И в самом деле, господин и госпожа Катерна, майор, молодой Пан Шао и я поражены и восхищены небывалым количеством и отменным качеством поданных нам блюд. Сладкие кушанья прихотливо чередуются с мясными. Комику и субретке, должно быть, навсегда запомнятся, так же, как и запомнились знаменитые ходжентские персики, некоторые блюда, упомянутые в отчете о путешествии английского посольства: свиные ножки, посыпанные сахаром и поджаренные в сале с особым маринадом, и почки-фри под сладким соусом, вперемежку с оладьями.
Господин Катерна съедает по три порции того и другого.
— Я наедаюсь впрок, — оправдывает он свой образ действий. — Кто знает, чем будут потчевать нас в вагоне-ресторане китайские повара? Рассчитывать на плавники акул не приходится: они могут оказаться жестковатыми, а ласточкины гнезда, без сомнения, — блюдо не первой свежести!
В десять часов удары гонга возвещают о начале полицейских формальностей. Мы встаем из-за стола, выпив по последнему стакану шао-сингского вина, и спустя несколько минут собираемся в зале ожидания.
Все мои номера налицо, разумеется, за исключением Кинко, который не отказался бы от такого завтрака и отдал бы ему должное, если бы мог принять в нем участие. Вот они: доктор Тио Кин с неизменным Корнаро под мышкой; Фульк Эфринель и мисс Горация Блуэтт, соединившие свои зубы и свои волосы — ну, конечно, в фигуральном смысле; сэр Фрэнсис Травельян, неподвижный и безмолвный, упрямый и высокомерный, стоит у дверей и сосет сигару; вельможный Фарускиар в сопровождении Гангира. Тут и другие пассажиры — всего человек шестьдесят или восемьдесят. Каждый должен поочередно подойти к столу, за которым сидят двое китайцев в национальных костюмах: чиновник, бегло говорящий по-русски, и переводчик с немецкого, французского и английского языков.

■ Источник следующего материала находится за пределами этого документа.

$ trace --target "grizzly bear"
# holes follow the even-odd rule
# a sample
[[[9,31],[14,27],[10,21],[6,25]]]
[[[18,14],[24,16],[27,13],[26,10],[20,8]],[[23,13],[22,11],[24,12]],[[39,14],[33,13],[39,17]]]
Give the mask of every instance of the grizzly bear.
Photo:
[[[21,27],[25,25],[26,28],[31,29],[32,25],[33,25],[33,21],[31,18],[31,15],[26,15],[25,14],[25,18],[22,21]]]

Чиновнику лет за пятьдесят; у него голый череп, густые усы, длинная коса на спине, на носу очки. В халате с пестрыми разводами, тучный, как и подобает в его стране лицам, имеющим вес, он кажется человеком малосимпатичным. Впрочем, дело идет лишь о проверке документов, и если они у вас в порядке, не все ли вам равно — приятная или неприятная физиономия у чиновника?
— Какой у него вид! — шепчет госпожа Катерна.

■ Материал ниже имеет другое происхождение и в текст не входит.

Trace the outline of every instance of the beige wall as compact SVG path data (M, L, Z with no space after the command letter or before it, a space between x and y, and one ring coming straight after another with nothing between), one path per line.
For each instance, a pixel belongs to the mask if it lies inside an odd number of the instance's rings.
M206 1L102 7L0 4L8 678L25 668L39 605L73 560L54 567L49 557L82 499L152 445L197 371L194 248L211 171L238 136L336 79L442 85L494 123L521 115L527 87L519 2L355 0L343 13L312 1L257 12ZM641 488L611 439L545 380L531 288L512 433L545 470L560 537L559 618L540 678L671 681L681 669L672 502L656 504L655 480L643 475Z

— Как у настоящего китайца, — отвечает первый комик, и, по правде говоря, от актера и нельзя требовать большего.
Я, один из первых, предъявляю мой паспорт, визированный французским консулом в Тифлисе и русскими властями в Узун-Ада. Чиновник разглядывает его очень внимательно. Я настораживаюсь: от мандаринской администрации можно ждать всяких каверз. Тем не менее, проверка проходит благополучно, и печать с зеленым драконом признает меня «годным для въезда».
Документы первого комика и субретки тоже в полном порядке. Но что делается с господином Катерна в те минуты, когда их проверяют! Он напоминает подсудимого, старающегося разжалобить своих судей, томно опускает глаза, виновато улыбается, словно умоляя о помиловании, или, по меньшей мере, о снисхождении, хотя самый придирчивый из китайских чиновников не нашел бы повода для придирок.
— Готово, — говорит переводчик, протягивая ему паспорта.
— Большое спасибо, князь! — отвечает господин Катерна тоном провинившегося школяра.